Mein Shirt, meine Band, mein Leben

Auf meinen Shirts standen Bandnamen wie Scorpions, Aerosmith oder Mötley Crüe. Das war meine T-Shirt-Welt. Nicht, dass ich keine andere Musik gehört hätte. Aber shirttechnisch drehte sich bei mir viel um Hard Rock und Heavy Metal. Mit Grund: Schliesslich offerierten diese Bands orientierungslosen, pickligen Teenies eine extrem einfache und doch irgendwie aufregende Welt. Man konnte sich seine Identität auf die Jeans-Jacke bügeln oder sie auf der Brust tragen. Es roch, in dieser eigentlich eher engen Welt, ein bisschen nach Rebellion und Freiheit. Ich bin darauf reingefallen. Mit Vollgas darauf abgefahren.
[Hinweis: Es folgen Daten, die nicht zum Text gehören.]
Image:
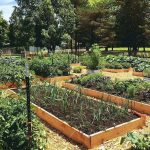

Das richtige Shirt am richtigen Ort

Planung war elementar in meiner aktiven Zeit als Band-Shirt-Träger. Schliesslich musste das richtige Shirt zum richtigen Zeitpunkt zur Verfügung stehen. Weil ja, es gab durchaus ein paar Regeln zu beachten beim Tragen der Shirts:

  • Regel Nummer 1: Keine neuen Shirts anziehen

Ein neu gekauftes Shirt wird nie an Ort und Stelle angezogen. Das ist stillos. Erstens hat man zu diesem Zeitpunkt bereits das richtige Shirt an, und zweitens verletzt man sonst Regel Nummer 2.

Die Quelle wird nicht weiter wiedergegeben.